2. Das Gesetz enthält keine ausdrückliche Regelung darüber, ob und ggf. wie nachzuweisen oder glaubhaft zu machen ist, dass eine Investition i.S. von § 7g Abs. 3 i.V.m. Abs. 1 EStG „beabsichtigt” ist (, BFHE 197, 448, BStBl II 2002, 385).

a) Der XI. Senat des BFH hat in seinem Urteil in BFHE 197, 448, BStBl II 2002, 385 entschieden, dass der Steuerpflichtige die Investitionsabsicht nicht glaubhaft machen müsse.

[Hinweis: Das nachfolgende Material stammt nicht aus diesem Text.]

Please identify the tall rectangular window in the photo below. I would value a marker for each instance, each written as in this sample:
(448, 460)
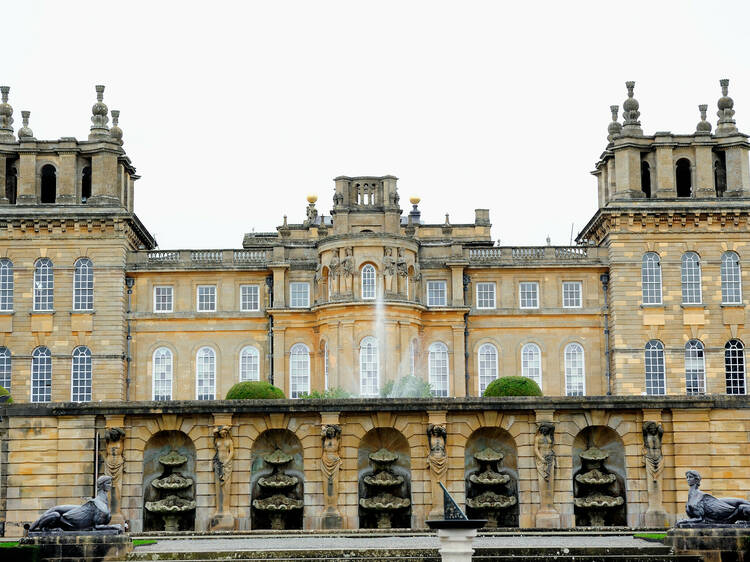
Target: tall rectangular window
(437, 293)
(249, 298)
(206, 298)
(163, 299)
(299, 295)
(485, 295)
(572, 294)
(528, 294)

Allerdings müsse die „voraussichtliche” Investition bei Bildung der Rücklage so genau bezeichnet werden, dass im Investitionsjahr festgestellt werden könne, ob eine vorgenommene Investition derjenigen entspreche, für deren Finanzierung die Rücklage gebildet worden sei; es seien Angaben insbesondere zur Funktion des Wirtschaftsguts sowie zu den voraussichtlichen Anschaffungs- oder Herstellungskosten erforderlich. Im Urteil vom XI R 52/04 (BFHE 212, 208, BStBl II 2006, 462) hat der XI. Senat des BFH zudem klargestellt, dass für jedes einzelne Wirtschaftsgut, das voraussichtlich angeschafft oder hergestellt wird, eine gesonderte Rücklage zu bilden sei. Dementsprechend seien bei mehreren künftigen Investitionen die einzelnen Rücklagen in der Buchführung jeweils getrennt zu behandeln. Zudem setze § 7g Abs. 6 EStG durch die Bezugnahme auf § 7g Abs. 3 Satz 3 Nr. 3 EStG tatbestandsmäßig voraus, dass Bildung und Auflösung der Ansparrücklage wie in einer Buchführung verfolgt werden können. Der Steuerpflichtige müsse sowohl die einzelnen Geschäftsvorfälle festhalten als auch die betriebliche Veranlassung für geltend gemachte Betriebsausgaben belegen oder ggf. in anderer Form nachweisen. Für den Betriebsausgabenabzug nach § 7g Abs. 6 EStG sei die Willensbekundung notwendig, eine solche Ansparrücklage für ein —konkretes— Wirtschaftsgut zu bilden. Die investitionsbezogenen Angaben müssten buchmäßig verfolgt werden können, auch wenn § 7g Abs. 6 EStG nicht die Aufnahme der erst noch anzuschaffenden oder herzustellenden Wirtschaftsgüter in laufend zu führende Verzeichnisse voraussetze.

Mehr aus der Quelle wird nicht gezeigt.